I cut my teeth on country music in college. Having come from Alabama, one would think that country music was in my blood, but it took a move to Nashville to have the country melody course through my soul. In a line from a country music classic at that time, Clint Black sang: “Walking away, I saw a side of you that I knew was there all along.” The song is a tribute to broken hearts, but who knew that walking away (or walking, anyway) could actually be good for a broken heart?
In a December 2013 issue of the medical journal, The Lancet, investigators of the NAVIGATOR trial asked what effect exercise really had on the heart. Studying over 9,000 participants with pre-diabetes and known heart problems (or a significant risk for heart problems) these scientists tracked how much their patients exercised. For a week at the beginning of the study, and then a week almost six years later, patients wore a pedometer to record their steps. For those patients who walked over 2,000 steps in a day (the equivalent of 20-minutes of sweat-producing exercise), their cardiovascular health was improved. Significantly.

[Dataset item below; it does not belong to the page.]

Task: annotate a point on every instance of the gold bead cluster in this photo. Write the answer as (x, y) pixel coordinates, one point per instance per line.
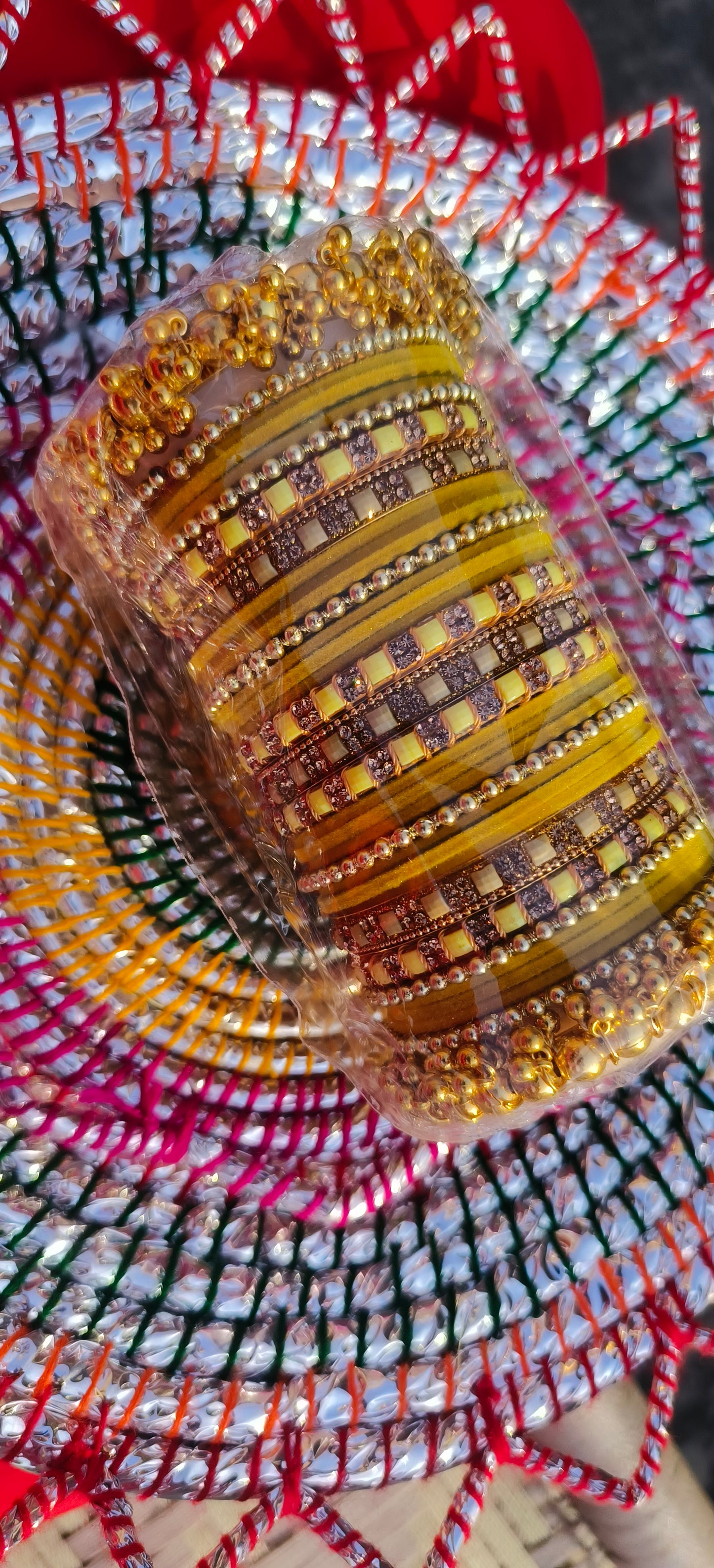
(280, 313)
(605, 1015)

Walking 2,000 steps a day reduced the risk of cardiovascular problems in these high-risk individuals by 10 percent. For those who pushed themselves even further (say 4,000 steps a day, or 40-minutes of exercise), the benefits continued to accumulate. These included reduction in heart attacks, reduction in strokes, and (perhaps most importantly) reduction in deaths from cardiovascular concerns.
The results sounded a warning bell for those who reduced their exercise or stopped exercising altogether: their risk of cardiovascular events actually increased.
This research is important and informative, but it is not new information.
Thirty years ago, results from the National Exercise and Heart Disease Project demonstrated benefits of exercise in men who had already had a heart attack. Fifteen years ago, a published trial on patients with congestive heart failure demonstrated that exercise training improved their health and their quality of life. A trial published five years ago looked at healthy men and women in Norway and found that consistent, short bursts of intense exercise reduced cardiovascular mortality (death) in those patients. Just this year, a published study demonstrated the benefits of exercise on elderly women who had depressive symptoms.
With so much clear and consistent evidence, the next question to ask ourselves is: what is holding us back from aerobic exercise? Benefits have been demonstrated in those with heart attacks and those with heart failure; additional benefits have been demonstrated in those with healthy hearts as well as those with broken hearts. The evidence is clear that consistent aerobic exercise has something to offer everyone.
In the final stanza of Clint Black’s classic country song, “Walkin’ Away,” he croons: “I’ll be looking for someone ‘til I find the right one, then I won’t be walking away.”
Regardless of where your heart has led you in life, medical evidence supports the advice to keep on walking.